Tuesday, September 13, 2005

Lavish (some creative writing)

I could give him everything he wanted for a short period of time, maybe even months.
No questions, no promises, devoid of deflated childish jokes and cover ups. I could be the homemaker prettying the home with pointless garbage, the smell of freshly picked flowers invading my nostrils as I worked, plumping the nestso it would be soft on his return.

The house would be filled with organised baking smells. The recycling would be rinsed and put out on time, the hairs removed from the shower, the couch vacuumed, pillows beaten against a wall, dust free. There would be homemade ice cream in the freezer, intelligent literature left in strategic places through out the house, for visitors eyes, my dyslexia hidden behind my crest white strips smile, in my swollen and over loaded throat.

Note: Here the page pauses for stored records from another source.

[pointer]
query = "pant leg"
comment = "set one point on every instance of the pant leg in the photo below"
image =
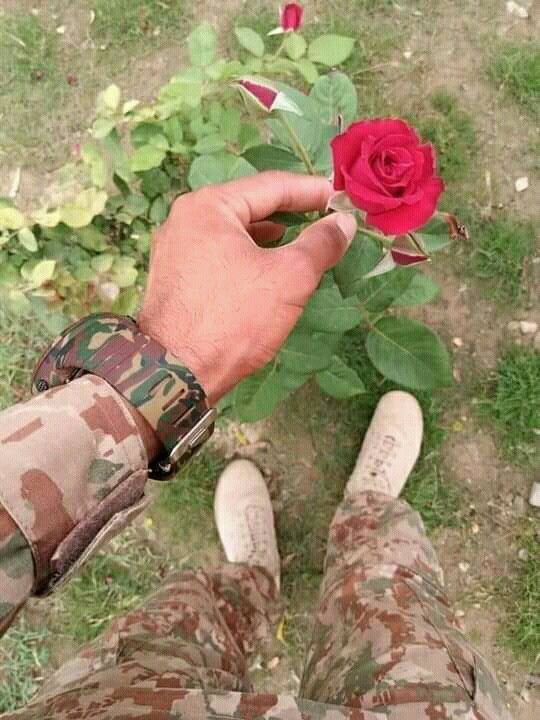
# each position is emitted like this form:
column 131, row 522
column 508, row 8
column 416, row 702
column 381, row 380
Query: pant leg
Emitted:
column 386, row 638
column 195, row 632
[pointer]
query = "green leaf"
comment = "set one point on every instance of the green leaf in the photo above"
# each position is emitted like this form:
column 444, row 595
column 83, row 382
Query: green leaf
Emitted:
column 202, row 45
column 155, row 182
column 209, row 144
column 327, row 311
column 250, row 40
column 409, row 353
column 146, row 158
column 295, row 45
column 339, row 380
column 84, row 208
column 302, row 354
column 42, row 272
column 27, row 239
column 422, row 289
column 271, row 157
column 98, row 167
column 209, row 169
column 330, row 49
column 335, row 94
column 308, row 70
column 11, row 218
column 159, row 210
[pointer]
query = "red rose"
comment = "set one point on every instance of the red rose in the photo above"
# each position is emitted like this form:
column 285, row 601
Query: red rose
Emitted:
column 386, row 171
column 292, row 16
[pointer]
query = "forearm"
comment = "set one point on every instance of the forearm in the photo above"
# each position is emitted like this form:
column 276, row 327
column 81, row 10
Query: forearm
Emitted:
column 73, row 461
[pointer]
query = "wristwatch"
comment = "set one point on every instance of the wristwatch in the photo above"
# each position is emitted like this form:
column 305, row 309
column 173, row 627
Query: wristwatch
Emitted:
column 157, row 384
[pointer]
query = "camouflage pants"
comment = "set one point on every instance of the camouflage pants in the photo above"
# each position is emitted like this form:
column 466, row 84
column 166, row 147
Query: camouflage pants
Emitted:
column 385, row 643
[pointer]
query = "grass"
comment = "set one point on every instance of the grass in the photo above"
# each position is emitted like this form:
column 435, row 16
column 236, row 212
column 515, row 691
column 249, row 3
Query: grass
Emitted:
column 112, row 584
column 31, row 78
column 23, row 653
column 121, row 22
column 516, row 69
column 452, row 132
column 501, row 248
column 521, row 632
column 511, row 403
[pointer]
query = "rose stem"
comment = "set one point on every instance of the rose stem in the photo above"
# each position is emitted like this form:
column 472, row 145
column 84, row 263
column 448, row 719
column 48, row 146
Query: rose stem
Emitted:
column 300, row 149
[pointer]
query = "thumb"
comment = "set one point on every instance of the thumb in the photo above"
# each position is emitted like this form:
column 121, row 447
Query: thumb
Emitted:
column 325, row 242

I wouldn't need anything else but his strong hands and sense of humour, his d**k inside of me and our pretty, sexy adult world where he would be braised tofu and credit cards and I would be swiss chocolate biscuits and thermal underwear.

When away from home, raw and delicious things would come out of my mouth in letters, postcards and emails. I would send photos of weird and beautiful places, foreign canned foods and we would indulge in sexual tension in late night, far away phone conversations, in filthy phone boxes, with tired voices and sweaty, sex smelling fingers.

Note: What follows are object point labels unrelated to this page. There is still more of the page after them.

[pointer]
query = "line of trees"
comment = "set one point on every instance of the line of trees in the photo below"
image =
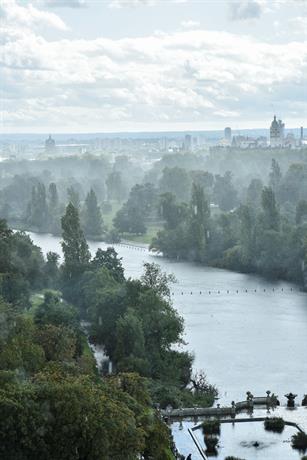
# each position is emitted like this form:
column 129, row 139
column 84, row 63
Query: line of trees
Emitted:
column 255, row 237
column 53, row 402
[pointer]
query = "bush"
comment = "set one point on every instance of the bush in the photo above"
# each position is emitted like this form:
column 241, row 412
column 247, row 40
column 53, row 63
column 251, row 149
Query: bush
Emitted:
column 211, row 443
column 276, row 424
column 299, row 441
column 211, row 427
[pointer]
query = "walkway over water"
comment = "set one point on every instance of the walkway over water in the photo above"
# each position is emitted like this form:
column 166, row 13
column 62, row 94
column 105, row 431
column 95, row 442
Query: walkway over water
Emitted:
column 241, row 339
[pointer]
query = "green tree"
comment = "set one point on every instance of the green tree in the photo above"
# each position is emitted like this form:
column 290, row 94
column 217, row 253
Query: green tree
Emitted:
column 176, row 181
column 110, row 260
column 224, row 193
column 51, row 269
column 73, row 197
column 199, row 222
column 275, row 176
column 92, row 215
column 76, row 252
column 271, row 217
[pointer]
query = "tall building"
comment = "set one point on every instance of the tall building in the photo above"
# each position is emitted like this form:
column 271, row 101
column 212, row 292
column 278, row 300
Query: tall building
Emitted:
column 187, row 144
column 227, row 135
column 49, row 145
column 277, row 133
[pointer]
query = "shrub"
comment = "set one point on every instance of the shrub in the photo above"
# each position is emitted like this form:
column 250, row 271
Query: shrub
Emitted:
column 211, row 443
column 276, row 424
column 211, row 427
column 299, row 441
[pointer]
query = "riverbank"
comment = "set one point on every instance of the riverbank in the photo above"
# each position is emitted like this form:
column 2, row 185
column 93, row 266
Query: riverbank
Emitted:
column 254, row 339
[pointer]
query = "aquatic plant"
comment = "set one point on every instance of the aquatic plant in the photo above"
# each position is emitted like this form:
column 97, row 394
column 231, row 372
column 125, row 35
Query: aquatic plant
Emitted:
column 299, row 441
column 211, row 426
column 211, row 443
column 276, row 424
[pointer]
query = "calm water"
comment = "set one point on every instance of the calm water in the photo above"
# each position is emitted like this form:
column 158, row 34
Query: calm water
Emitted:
column 243, row 340
column 238, row 440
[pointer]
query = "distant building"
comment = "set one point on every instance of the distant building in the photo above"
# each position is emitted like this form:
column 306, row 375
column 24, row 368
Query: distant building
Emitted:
column 277, row 133
column 187, row 143
column 290, row 141
column 49, row 145
column 227, row 135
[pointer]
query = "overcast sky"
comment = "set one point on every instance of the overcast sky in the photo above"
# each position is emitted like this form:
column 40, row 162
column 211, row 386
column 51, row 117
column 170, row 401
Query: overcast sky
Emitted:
column 148, row 65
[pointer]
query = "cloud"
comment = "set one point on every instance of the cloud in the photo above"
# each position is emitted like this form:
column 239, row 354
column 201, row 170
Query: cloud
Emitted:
column 186, row 76
column 64, row 3
column 245, row 9
column 27, row 16
column 135, row 3
column 189, row 24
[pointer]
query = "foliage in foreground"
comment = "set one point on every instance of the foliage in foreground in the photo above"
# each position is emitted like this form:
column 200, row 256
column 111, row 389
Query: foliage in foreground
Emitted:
column 275, row 424
column 299, row 441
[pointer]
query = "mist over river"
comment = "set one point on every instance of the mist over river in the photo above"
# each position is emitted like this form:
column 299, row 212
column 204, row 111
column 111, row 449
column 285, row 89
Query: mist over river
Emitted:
column 254, row 339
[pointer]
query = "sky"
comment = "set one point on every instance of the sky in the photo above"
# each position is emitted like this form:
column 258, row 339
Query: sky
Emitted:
column 151, row 65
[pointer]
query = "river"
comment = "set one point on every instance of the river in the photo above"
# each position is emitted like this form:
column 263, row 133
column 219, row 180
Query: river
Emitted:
column 245, row 332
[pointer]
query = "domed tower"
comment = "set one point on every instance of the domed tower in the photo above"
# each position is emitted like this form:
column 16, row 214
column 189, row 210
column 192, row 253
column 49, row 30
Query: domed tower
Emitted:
column 277, row 133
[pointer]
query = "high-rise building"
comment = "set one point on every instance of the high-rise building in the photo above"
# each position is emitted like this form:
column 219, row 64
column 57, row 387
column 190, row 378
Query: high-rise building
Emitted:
column 227, row 134
column 277, row 133
column 49, row 145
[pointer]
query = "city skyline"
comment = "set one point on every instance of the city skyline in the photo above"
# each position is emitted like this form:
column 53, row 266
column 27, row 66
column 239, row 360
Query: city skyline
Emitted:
column 79, row 66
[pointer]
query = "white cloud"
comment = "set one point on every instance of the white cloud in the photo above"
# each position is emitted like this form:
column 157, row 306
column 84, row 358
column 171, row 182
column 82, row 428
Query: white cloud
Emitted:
column 185, row 76
column 28, row 15
column 245, row 9
column 190, row 24
column 135, row 3
column 63, row 3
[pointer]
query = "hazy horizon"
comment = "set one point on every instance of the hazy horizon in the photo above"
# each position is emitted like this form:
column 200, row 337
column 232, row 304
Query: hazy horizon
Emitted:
column 147, row 65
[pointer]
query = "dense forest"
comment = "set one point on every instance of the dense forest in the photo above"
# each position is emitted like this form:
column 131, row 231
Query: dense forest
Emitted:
column 54, row 403
column 250, row 217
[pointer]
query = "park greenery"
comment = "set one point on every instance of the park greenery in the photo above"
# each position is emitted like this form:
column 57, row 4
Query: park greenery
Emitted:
column 275, row 424
column 54, row 402
column 228, row 209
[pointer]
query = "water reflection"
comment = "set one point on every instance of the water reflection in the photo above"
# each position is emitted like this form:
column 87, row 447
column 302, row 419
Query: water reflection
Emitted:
column 251, row 340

And he would whisper forever and I would sing him stuff and nonsense, covering my ears for a second, pretending he is dead and I am lonely and this kind of life is exotic.

He will tell me his secrets but I won't know everything, only what he's careless enough to let slip, the tongue being most fertile after we have just made love again, for the 3rd time that night.

We will love and lavish third degree burns like presents, we will make the same mistakes every day but will like it that way because our selfishness is arousing, insuring we always come back for more.